2 cloves garlic, smashed with the side of a knife

1/4 teaspoon dried chile flakes

2 cups oven-dried tomatoes, roughly chopped (see recipe below)

12 ounces bucatini

1-ounce piece bottarga for grating (or substitute fresh parmigiano reggiano)

Bring a large pot of salted water to a boil for the pasta.

Meanwhile, heat 1/4 cup olive oil in a large saute pan over medium-low heat. Add the garlic and chile flakes and sweat, stirring occasionally, for about 3 minutes, or until the garlic has softened. Stir in the tomatoes and cook for about 5 minutes, or until the tomatoes have plumped up. Taste for seasoning and add salt if needed, keeping in mind that the tomatoes are seasoned and the bottarga is salty.

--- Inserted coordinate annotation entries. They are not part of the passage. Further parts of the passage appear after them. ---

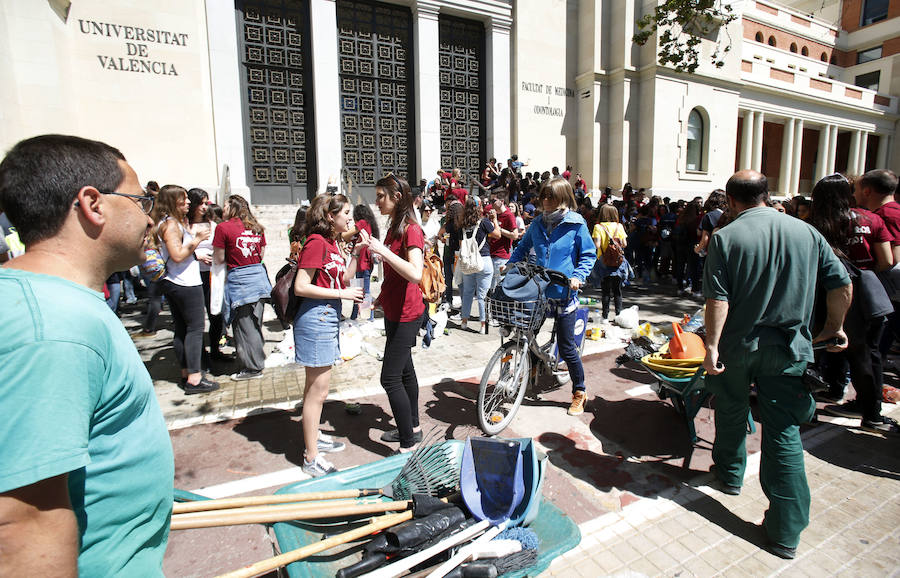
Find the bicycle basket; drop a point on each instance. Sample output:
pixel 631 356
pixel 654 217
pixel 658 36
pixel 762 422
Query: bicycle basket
pixel 528 315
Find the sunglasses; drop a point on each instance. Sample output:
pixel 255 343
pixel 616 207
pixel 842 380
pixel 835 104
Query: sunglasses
pixel 144 201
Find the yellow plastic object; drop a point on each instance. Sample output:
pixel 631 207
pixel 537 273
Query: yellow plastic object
pixel 675 368
pixel 685 345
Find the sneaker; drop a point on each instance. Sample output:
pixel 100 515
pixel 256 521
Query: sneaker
pixel 577 406
pixel 204 386
pixel 722 486
pixel 246 374
pixel 883 425
pixel 318 467
pixel 326 444
pixel 394 436
pixel 781 551
pixel 849 409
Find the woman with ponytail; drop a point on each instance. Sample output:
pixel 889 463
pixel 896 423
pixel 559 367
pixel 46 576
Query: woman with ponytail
pixel 403 305
pixel 323 274
pixel 240 243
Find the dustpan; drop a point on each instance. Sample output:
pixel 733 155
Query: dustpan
pixel 534 465
pixel 491 478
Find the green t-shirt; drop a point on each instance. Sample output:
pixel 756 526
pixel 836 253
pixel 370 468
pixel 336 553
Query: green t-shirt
pixel 768 266
pixel 76 398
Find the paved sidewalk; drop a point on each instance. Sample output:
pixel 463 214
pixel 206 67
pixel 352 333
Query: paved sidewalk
pixel 854 529
pixel 461 354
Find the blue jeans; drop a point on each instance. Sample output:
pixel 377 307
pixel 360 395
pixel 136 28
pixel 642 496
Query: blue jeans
pixel 366 276
pixel 476 285
pixel 498 262
pixel 565 341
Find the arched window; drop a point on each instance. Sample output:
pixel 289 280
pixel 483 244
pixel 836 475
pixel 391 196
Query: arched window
pixel 696 142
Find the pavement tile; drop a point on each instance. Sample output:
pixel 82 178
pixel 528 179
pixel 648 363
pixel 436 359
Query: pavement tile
pixel 661 559
pixel 625 552
pixel 644 566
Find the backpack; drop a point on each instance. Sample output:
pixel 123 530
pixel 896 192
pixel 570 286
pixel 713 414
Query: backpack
pixel 154 265
pixel 614 253
pixel 432 283
pixel 524 285
pixel 470 259
pixel 285 302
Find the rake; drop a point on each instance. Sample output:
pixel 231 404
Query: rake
pixel 432 469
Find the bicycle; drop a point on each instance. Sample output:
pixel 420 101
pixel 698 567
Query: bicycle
pixel 508 374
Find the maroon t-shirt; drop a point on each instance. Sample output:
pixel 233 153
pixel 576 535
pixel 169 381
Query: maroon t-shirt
pixel 890 214
pixel 401 300
pixel 501 247
pixel 242 246
pixel 868 229
pixel 325 257
pixel 460 194
pixel 365 259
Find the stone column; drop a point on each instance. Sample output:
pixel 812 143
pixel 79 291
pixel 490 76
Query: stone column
pixel 499 104
pixel 787 157
pixel 428 106
pixel 832 149
pixel 798 156
pixel 327 95
pixel 881 157
pixel 822 152
pixel 756 162
pixel 863 148
pixel 853 158
pixel 228 111
pixel 747 140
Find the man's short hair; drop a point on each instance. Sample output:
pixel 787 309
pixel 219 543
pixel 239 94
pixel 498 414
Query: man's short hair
pixel 40 177
pixel 747 191
pixel 881 181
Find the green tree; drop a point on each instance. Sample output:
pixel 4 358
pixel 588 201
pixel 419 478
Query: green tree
pixel 682 25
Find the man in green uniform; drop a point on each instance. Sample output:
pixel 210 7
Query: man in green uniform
pixel 760 282
pixel 87 469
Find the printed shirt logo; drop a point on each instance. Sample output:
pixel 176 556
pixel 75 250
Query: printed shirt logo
pixel 247 243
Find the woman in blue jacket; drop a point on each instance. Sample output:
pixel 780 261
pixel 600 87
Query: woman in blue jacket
pixel 561 241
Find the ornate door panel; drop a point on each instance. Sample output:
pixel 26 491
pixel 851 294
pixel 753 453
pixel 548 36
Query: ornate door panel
pixel 462 95
pixel 277 99
pixel 375 63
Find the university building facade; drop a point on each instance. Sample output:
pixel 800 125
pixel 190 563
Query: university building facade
pixel 277 97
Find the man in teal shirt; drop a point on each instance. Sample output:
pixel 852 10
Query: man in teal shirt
pixel 760 281
pixel 87 468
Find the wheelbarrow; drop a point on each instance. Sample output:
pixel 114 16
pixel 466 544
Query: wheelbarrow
pixel 687 395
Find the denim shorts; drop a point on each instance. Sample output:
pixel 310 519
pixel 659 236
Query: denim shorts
pixel 316 333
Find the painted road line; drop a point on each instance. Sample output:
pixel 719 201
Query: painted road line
pixel 254 484
pixel 639 391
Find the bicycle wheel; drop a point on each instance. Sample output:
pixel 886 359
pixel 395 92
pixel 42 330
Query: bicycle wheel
pixel 502 387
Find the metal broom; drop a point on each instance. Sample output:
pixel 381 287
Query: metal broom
pixel 432 469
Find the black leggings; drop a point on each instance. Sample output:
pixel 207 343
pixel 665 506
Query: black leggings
pixel 611 286
pixel 398 376
pixel 186 304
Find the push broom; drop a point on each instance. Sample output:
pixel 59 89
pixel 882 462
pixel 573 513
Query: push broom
pixel 432 469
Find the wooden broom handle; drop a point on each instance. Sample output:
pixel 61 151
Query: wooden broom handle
pixel 221 504
pixel 376 525
pixel 269 514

Add the pasta to the boiling water and cook for about 1 minute less than specified on the package. Drain the pasta, reserving about 1 cup of the cooking water, and return the pasta to the large pot over medium heat. Add the sauce to the pasta along with a couple of tablespoons of olive oil and toss well, adding some of the reserved pasta water if needed to loosen the sauce. If the sauce is too loose, turn the heat up to medium-high and cook down the sauce with the pasta. It should be loose enough to barely pool at the bottom of the pot, but not too watery. Taste for seasoning, adding more salt if needed.

Serve the pasta in a warmed large bowl, family style. Grate the bottarga over the top to finish and serve immediately.

oven-dried tomatoes

1-1/2 pounds kosher salt

15 san marzano tomatoes

1/2 cup extra-virgin olive oil 

Preheat oven to 200°F.

Spread the salt on a 13×18-inch rimmed baking sheet, creating a 1/2-inch thick bed of salt. Core the tomatoes and halve them lengthwise. Arrange the halves, skin side down, in rows on the bed of salt. Bake for 6 hours, or until the tomatoes are dried and look like sun-dried tomatoes. (if you have a convection oven, turn the fan on; the tomatoes should be dry in about 3 hours.)

Remove the tomatoes from the salt (the salt can be reused for another batch), and pack them into a container with a tight-fitting lid. Pour in olive oil, cover, and store in the refrigerator for up to 1 week.